BNP Paribas Real Estate Research is also forecasting growth in European office markets over the next few years, driven by ‘a considerably improved domestic demand’: ‘German cities are likely to see strong rental growth over the next few years, particularly in Berlin with the fastest growth due to the bottleneck of space and the catch up effect, followed by Frankfurt which could benefit from Brexit,’ said Thomas Glup a senior economist at BNP Paribas Real Estate.

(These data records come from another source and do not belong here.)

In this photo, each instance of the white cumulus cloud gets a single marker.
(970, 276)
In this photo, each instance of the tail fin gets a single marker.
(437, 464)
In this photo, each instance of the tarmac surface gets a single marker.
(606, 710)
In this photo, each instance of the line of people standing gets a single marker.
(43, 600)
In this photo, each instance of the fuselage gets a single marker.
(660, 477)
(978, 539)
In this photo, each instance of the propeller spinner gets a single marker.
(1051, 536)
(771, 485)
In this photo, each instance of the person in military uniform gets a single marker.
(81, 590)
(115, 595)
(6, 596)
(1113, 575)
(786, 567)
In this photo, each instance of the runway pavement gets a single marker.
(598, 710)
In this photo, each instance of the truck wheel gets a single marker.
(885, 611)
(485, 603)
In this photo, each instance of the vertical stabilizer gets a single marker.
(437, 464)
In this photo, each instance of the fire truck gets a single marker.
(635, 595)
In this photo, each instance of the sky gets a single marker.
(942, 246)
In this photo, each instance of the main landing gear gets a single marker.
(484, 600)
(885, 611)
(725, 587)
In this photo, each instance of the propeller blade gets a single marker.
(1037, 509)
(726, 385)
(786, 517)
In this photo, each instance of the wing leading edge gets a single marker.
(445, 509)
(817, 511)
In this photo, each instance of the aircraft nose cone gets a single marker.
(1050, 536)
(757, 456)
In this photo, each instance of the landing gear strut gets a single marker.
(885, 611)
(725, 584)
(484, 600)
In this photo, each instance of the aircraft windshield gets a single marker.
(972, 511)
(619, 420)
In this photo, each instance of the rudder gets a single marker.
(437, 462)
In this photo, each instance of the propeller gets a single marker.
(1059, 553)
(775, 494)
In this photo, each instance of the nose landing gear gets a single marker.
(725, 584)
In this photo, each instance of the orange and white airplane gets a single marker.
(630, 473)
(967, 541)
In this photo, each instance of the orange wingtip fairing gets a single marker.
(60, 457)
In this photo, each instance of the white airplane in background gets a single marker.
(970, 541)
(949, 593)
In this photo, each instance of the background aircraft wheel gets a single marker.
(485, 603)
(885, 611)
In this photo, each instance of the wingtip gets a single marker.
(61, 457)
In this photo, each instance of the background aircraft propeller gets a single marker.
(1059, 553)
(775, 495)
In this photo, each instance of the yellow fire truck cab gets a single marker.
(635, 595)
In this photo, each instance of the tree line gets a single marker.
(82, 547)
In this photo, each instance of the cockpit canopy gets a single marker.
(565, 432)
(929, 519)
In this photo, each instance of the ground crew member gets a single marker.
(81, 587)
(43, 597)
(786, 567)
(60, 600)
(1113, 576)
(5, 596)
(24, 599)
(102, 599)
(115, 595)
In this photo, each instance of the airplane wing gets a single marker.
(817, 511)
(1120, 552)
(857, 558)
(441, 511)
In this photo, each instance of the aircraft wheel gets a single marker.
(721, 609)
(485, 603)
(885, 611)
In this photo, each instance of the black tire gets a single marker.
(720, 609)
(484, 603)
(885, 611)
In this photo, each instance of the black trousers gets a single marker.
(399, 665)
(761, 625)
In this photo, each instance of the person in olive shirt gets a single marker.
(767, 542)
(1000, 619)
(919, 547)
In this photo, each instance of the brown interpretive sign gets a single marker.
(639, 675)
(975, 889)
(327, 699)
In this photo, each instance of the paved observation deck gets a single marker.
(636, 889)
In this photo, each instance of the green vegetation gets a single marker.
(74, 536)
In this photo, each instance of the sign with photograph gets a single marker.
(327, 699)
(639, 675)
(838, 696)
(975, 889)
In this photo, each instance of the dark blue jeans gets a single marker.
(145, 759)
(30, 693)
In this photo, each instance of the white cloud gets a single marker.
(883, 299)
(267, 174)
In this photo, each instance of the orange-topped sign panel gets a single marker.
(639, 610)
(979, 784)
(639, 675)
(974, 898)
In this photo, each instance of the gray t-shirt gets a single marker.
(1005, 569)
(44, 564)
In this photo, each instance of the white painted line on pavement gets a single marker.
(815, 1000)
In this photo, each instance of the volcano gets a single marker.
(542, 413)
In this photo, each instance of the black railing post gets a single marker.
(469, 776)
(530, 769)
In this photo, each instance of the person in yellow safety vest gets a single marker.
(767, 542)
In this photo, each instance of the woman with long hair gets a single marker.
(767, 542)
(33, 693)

The story of European investment since 2013 has been one of continued yield compression and accelerated capital growth, supported by record transaction volumes. As a result, as we move into 2018, the cycle in Europe is likely to be at a point of inflexion. Similar to the occupational market, cities across Europe are all at different stages in the cycle and the speed and magnitude of change will differ. Further yield compression is expected in most European markets and a stable income will be enough to ensure that total returns do not turn negative for most cities, according to BNP Paribas Research.

There will be around €55b in commercial real estate deals in Germany this year, according to JLL, of which offices are likely to account for between €25b and €30b. ‘Next year, I expect demand to stay strong, with prime initial yields tightening to 3% to 3.5%,’ Lütgering said. ‘I think yields will stabilize at this level, so in 2018-2019, we will see rental growth and capital value growth.’